Pat Yarrington, CFO at Chevron, and Cynthia Bates, Vice President of Microsoft’s U.S. Small and Medium Businesses (SMB) Organization joined us today in Los Angeles for the Dialogue with Leadership at our MBA Women’s Conference. Dean Olian of UCLA’s Anderson School of Management hosted the conversation.

The conversation was candid and far-reaching. Here are some highlights:

Cynthia studied microbiology in college and worked on Wall Street early in her career. When the opportunity presented itself, she took a role at Microsoft, in the M&A group, “shocking my friends, who wondered why I would ever leave Manhattan.” She says that kind of risk-taking is key to building a successful career over time. Speaking of her career at Microsoft today, she says: “I love the energy of starting companies, growing companies, and fueling the economy. This is a really transformational time. The intersection of technology and small business has never been so powerful. Technology products that were available only a few years ago to large companies like Microsoft and Chevron are now available at affordable prices to small businesses. I feel incredibly fortunate to be in a place where my team can help people start companies and see them thrive through the power of technology.”

Pat noted that, early on, following in a family tradition, she thought she might study law. But she gravitated toward business school, drawn by the global nature of the corporate sector.  Although she has spent more than 30 years at Chevron, ascending to the CFO position, she didn’t have her career planned in advance; rather, she was presented with unexpected opportunities and learned to treat each as an adventure. “There were times in my career when I was asked to do a job that I didn’t want to do, that I didn’t think fit my skills. In each job, I found there was something new to learn, connections to make, and pieces of the business I could come to understand better.” She shared a particular anecdote about a time early in her career at Chevron when the CFO gave her a challenging assignment. He noted that he would not have asked her to take on the assignment if he didn’t have complete confidence in her ability to handle it, and suggested that her self-confidence should match his faith in her. “That piece of advice has stayed with me almost daily,” she says. “I go in with a view that my voice can and should be heard.”

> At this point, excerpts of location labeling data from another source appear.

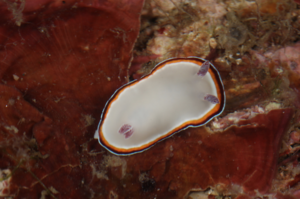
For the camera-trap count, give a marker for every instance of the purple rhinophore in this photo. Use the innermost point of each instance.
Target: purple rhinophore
(128, 133)
(204, 68)
(212, 99)
(125, 128)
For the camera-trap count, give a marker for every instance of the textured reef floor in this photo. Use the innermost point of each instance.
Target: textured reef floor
(60, 61)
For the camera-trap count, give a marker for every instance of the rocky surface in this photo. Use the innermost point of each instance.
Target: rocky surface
(60, 61)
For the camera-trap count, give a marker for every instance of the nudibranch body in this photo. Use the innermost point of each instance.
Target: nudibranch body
(177, 94)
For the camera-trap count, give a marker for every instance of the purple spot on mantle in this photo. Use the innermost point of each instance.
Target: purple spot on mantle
(127, 130)
(212, 99)
(128, 133)
(204, 68)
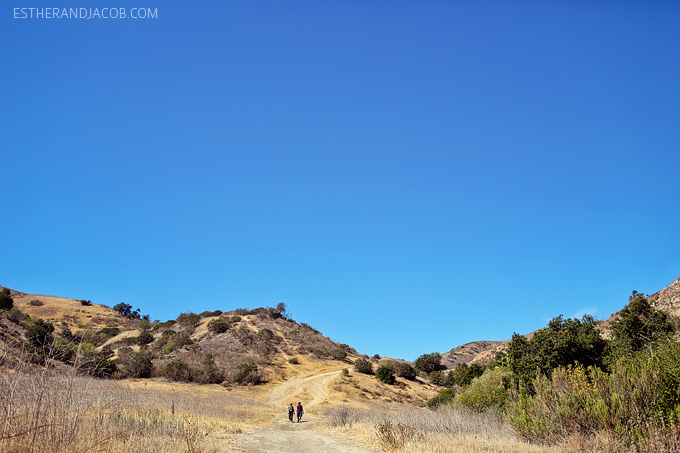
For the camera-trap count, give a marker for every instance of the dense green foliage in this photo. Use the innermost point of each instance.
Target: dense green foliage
(640, 397)
(137, 365)
(563, 342)
(638, 325)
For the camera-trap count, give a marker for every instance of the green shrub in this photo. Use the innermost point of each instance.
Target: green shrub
(427, 363)
(485, 392)
(638, 325)
(188, 319)
(246, 374)
(96, 365)
(178, 370)
(639, 398)
(6, 300)
(137, 365)
(463, 374)
(208, 314)
(405, 370)
(385, 373)
(16, 316)
(445, 396)
(145, 337)
(563, 342)
(363, 366)
(209, 372)
(437, 378)
(219, 325)
(169, 347)
(39, 332)
(338, 354)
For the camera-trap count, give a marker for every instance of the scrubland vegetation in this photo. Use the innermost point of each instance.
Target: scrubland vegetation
(571, 388)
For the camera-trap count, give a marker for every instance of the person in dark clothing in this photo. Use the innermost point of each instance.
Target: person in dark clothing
(300, 411)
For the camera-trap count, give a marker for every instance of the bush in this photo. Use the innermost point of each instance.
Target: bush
(463, 374)
(188, 319)
(445, 396)
(486, 392)
(563, 342)
(405, 370)
(246, 374)
(385, 373)
(638, 400)
(437, 378)
(178, 370)
(16, 316)
(145, 337)
(6, 300)
(137, 365)
(209, 372)
(219, 325)
(427, 363)
(208, 314)
(363, 366)
(338, 354)
(39, 332)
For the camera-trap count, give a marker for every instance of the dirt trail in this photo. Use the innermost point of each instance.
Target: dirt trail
(282, 436)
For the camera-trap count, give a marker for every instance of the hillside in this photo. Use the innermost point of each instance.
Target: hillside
(239, 347)
(483, 352)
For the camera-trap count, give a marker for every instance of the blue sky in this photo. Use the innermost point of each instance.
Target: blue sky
(406, 176)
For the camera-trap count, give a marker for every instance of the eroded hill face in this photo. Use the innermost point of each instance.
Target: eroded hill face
(70, 313)
(210, 347)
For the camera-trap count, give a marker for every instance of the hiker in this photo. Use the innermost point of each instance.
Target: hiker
(300, 411)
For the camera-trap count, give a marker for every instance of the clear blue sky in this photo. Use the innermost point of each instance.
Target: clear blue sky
(406, 176)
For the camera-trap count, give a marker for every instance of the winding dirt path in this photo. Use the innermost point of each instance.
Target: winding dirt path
(282, 436)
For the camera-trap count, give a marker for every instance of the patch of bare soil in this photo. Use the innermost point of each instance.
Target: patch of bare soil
(284, 436)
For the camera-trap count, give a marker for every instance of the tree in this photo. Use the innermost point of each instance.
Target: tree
(123, 308)
(6, 301)
(363, 366)
(639, 324)
(562, 343)
(427, 363)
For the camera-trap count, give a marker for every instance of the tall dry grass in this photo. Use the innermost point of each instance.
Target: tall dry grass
(411, 428)
(41, 411)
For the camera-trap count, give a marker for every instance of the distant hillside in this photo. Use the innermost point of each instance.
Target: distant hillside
(483, 352)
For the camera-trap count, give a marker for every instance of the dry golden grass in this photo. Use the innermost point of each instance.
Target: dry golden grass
(363, 391)
(57, 413)
(397, 427)
(68, 312)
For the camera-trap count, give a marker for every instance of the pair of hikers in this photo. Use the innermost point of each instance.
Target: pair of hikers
(291, 411)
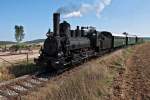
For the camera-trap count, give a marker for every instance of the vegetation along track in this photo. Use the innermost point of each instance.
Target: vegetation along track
(15, 88)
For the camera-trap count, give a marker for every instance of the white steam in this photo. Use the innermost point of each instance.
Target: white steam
(74, 11)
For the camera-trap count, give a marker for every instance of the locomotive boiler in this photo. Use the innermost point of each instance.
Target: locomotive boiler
(65, 47)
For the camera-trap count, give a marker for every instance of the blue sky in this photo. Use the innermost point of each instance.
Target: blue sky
(132, 16)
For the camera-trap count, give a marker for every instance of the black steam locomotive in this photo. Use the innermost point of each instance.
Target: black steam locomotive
(65, 47)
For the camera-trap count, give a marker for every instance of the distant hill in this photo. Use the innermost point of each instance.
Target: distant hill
(6, 42)
(35, 41)
(147, 38)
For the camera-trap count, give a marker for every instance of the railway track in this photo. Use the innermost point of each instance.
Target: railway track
(15, 88)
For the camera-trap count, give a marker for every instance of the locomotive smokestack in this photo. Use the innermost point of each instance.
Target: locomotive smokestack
(56, 20)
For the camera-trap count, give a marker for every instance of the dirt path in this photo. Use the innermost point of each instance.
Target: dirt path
(134, 82)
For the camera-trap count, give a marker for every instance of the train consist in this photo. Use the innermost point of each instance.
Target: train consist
(65, 47)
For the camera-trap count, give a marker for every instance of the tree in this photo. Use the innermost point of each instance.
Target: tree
(19, 33)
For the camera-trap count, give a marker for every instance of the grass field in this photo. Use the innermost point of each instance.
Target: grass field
(93, 82)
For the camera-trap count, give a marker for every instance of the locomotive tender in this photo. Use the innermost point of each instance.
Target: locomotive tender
(65, 47)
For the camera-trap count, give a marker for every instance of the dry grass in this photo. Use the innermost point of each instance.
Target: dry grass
(22, 68)
(93, 82)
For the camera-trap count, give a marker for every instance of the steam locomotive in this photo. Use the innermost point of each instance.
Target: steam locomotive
(65, 47)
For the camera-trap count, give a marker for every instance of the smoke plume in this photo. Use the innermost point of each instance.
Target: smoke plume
(85, 8)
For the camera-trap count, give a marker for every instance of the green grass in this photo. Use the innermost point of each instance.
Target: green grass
(22, 68)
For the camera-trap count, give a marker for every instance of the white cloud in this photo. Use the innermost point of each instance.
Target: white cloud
(84, 8)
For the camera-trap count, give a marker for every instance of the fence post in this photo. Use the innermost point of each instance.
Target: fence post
(27, 58)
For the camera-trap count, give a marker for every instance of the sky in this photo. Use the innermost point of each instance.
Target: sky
(118, 16)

Both speakers shared their tips for building a successful career. Pat suggested that MBA women focus on “STEM” (science, technology, engineering, and math) as a strong educational foundation for becoming part of tomorrow’s business leadership. Cynthia echoed that. “Today, we all are masters of technology. It’s so much part of our daily lives and today’s businesses,” she noted, observing that a strong base in math, science, and technology lay the groundwork for a successful career in many sectors.

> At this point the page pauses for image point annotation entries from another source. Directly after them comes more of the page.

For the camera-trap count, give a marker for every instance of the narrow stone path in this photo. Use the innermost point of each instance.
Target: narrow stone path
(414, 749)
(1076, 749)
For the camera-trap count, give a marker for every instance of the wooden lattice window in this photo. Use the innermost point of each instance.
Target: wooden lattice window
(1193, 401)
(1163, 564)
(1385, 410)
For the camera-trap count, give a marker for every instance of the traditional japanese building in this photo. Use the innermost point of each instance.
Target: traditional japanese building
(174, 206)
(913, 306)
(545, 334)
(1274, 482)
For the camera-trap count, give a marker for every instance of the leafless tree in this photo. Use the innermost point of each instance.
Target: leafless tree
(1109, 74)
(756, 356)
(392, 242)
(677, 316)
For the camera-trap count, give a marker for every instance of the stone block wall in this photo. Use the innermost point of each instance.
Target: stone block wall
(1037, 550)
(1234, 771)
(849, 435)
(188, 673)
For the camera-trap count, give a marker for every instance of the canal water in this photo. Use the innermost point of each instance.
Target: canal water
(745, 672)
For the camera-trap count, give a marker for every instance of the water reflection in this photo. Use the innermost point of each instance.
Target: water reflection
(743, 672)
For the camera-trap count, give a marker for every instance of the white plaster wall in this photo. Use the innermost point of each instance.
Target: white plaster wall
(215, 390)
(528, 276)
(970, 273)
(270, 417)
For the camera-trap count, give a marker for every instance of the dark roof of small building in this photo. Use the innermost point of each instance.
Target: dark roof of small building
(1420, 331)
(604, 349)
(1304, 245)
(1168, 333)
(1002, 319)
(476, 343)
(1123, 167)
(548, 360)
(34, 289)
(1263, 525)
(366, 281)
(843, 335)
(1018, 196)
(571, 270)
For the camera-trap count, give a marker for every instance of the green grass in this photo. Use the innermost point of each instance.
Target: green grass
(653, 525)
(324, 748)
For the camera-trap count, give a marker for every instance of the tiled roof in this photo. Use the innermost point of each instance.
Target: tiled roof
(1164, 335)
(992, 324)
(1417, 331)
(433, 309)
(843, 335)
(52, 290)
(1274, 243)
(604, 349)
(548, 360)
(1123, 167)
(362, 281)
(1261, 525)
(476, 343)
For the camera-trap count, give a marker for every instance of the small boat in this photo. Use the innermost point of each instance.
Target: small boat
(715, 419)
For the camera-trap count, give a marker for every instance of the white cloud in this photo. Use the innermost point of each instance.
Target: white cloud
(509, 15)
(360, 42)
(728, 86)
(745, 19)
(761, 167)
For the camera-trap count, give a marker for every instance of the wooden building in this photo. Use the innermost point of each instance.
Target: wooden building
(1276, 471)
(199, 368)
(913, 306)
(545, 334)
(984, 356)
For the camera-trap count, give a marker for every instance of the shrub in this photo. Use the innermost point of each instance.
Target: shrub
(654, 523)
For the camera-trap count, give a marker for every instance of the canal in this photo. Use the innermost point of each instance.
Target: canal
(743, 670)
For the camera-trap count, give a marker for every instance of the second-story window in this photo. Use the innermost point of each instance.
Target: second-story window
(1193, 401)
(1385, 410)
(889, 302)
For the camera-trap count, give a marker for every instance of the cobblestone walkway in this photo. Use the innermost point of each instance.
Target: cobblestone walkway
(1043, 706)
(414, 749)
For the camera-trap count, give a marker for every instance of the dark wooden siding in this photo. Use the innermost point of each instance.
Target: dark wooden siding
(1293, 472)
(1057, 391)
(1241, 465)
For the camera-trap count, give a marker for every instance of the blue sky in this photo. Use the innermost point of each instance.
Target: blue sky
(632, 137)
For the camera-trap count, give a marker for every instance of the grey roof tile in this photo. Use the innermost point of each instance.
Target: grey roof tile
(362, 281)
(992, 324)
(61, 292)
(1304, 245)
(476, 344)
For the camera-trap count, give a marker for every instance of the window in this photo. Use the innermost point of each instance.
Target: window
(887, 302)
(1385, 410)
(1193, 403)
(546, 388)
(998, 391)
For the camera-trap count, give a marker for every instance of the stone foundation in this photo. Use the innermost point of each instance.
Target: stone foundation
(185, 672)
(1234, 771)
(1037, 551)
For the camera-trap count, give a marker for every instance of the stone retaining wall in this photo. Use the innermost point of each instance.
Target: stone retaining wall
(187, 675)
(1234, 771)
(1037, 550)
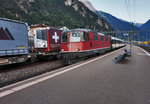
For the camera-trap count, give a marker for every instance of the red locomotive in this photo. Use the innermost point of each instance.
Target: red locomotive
(80, 43)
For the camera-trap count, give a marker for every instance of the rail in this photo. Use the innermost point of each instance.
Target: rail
(12, 52)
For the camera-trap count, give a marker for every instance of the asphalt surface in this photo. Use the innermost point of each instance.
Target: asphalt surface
(103, 81)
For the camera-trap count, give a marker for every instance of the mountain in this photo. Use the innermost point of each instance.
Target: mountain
(138, 24)
(116, 23)
(146, 25)
(68, 13)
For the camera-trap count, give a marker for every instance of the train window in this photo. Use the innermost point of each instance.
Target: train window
(102, 38)
(83, 38)
(41, 34)
(106, 38)
(87, 36)
(95, 37)
(75, 37)
(64, 38)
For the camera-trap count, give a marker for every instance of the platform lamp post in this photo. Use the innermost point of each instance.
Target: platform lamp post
(131, 37)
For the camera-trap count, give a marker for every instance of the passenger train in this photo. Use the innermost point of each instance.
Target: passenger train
(81, 43)
(17, 45)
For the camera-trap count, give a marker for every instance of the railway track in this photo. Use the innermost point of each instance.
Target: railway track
(18, 72)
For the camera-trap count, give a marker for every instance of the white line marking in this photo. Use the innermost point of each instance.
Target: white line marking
(144, 51)
(12, 90)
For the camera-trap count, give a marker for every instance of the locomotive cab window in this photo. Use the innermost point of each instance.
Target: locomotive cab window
(41, 34)
(75, 37)
(106, 38)
(64, 38)
(102, 38)
(84, 36)
(95, 37)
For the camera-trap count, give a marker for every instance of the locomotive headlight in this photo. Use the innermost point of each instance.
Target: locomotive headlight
(77, 49)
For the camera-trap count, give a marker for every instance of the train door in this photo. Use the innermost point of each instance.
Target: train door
(85, 40)
(55, 39)
(40, 39)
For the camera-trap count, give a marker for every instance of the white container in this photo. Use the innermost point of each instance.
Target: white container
(13, 37)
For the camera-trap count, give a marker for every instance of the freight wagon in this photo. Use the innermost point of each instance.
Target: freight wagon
(46, 41)
(13, 41)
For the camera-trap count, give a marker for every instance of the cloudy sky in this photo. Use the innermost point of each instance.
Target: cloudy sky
(121, 9)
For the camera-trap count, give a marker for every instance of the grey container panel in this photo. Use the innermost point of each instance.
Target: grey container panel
(18, 43)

On a personal note, both women noted that their parents raised them with the self-confidence and sense of equal opportunity that gave them a strong foundation for business leadership. Dean Olian asked Pat what makes her a strong leader, and she noted that building a collaborative environment and cultivating strong teams has been key to her success. She added that she has always held herself to a vision of continuous improvement, and Cynthia also spoke about the importance of building a culture of excellence. Asked by Dean Olian what she does to build that culture, Cynthia said that creating an environment that encourages risk-taking and bold decision-making is key. She also noted that it’s important for a leader to have a mix of humility, recognizing that we’re all human and make mistakes, and confidence, including the belief that together, the team can accomplish great things. Pat advised seeking out the right managers early in your career to build your leadership potential. “I have found that it’s more important who you work for than the actual job. If they inspire you and your skill development, that’s more important than the actual job itself.”

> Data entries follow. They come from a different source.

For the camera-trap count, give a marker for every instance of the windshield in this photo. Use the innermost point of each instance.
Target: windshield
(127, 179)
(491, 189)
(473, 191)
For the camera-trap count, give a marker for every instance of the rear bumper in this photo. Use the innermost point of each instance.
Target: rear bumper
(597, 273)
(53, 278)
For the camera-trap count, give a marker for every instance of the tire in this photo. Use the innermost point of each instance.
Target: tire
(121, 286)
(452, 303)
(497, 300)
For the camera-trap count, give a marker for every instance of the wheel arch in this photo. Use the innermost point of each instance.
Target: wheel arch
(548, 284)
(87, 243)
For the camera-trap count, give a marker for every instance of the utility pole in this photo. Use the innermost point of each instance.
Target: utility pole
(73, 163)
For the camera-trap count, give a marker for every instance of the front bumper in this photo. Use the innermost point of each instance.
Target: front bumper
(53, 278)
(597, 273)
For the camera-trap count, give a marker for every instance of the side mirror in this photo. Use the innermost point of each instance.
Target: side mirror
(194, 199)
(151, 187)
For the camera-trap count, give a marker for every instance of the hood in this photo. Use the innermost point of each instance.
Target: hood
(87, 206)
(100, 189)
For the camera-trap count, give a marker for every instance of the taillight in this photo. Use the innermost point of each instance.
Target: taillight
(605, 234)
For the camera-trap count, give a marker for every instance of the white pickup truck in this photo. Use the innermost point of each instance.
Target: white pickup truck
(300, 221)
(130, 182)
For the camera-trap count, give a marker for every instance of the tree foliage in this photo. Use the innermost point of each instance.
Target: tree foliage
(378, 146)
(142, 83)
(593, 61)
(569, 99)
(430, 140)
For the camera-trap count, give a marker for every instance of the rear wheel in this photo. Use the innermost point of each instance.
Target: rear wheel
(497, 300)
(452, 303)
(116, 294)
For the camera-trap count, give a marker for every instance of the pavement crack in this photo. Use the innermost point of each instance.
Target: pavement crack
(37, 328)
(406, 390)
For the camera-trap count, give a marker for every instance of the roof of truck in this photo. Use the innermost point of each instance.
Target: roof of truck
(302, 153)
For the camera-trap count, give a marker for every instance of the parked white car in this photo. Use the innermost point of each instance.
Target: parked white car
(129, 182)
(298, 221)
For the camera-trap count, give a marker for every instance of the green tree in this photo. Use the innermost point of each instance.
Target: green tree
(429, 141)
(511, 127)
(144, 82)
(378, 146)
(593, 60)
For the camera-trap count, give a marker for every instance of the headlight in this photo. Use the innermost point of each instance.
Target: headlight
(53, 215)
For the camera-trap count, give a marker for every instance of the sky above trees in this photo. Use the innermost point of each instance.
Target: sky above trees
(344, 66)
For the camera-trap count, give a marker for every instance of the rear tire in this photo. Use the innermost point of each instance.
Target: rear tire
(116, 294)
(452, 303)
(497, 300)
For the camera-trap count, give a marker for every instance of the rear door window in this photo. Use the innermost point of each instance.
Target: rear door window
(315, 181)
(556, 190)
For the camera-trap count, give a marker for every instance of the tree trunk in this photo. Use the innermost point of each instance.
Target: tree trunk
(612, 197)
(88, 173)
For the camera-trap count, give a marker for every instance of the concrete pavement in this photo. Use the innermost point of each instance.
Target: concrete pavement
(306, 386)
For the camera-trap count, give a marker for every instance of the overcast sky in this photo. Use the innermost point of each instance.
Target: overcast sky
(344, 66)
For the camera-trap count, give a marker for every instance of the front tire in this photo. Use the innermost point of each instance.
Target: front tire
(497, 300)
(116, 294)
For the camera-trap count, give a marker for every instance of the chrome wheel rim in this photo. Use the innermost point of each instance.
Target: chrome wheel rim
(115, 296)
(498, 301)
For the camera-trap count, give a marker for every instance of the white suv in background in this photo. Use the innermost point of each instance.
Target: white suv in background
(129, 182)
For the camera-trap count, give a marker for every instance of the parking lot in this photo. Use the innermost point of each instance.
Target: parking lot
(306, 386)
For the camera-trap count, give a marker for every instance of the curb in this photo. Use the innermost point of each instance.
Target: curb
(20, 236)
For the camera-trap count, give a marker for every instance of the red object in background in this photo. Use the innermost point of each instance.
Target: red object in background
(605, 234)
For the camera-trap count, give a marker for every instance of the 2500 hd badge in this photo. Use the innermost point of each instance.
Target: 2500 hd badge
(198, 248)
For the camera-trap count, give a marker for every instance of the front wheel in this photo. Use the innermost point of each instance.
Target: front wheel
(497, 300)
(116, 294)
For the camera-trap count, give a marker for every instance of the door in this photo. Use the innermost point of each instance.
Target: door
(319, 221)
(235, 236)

On the topic of continuous improvement, Dean Olian asked both women how they continually improve themselves. Cynthia talked about studying other leaders, paying attention to what they do well, and asking for feedback. “It’s really important to know the conversations that take place about you when you’re not there. Know what your areas are for development.” Pat says that she finds it works well to ask for feedback immediately following a presentation or the completion of a major project, seeking out input on what you could have done better and how it went.

The Dialogue concluded on an optimistic note, with both speakers noting that women are better represented in business leadership today than in the past. “We’re on the right trajectory,” said Pat. “It’s about the pipeline, and that’s why I come back to science, technology, engineering, and math, so we can be. We need to have a pipeline that represents the full diversity we want to see in business.”

After the conference, we’ll share a video with highlights of today’s Dialogue, including a one-on-one interview with Pat and Cynthia.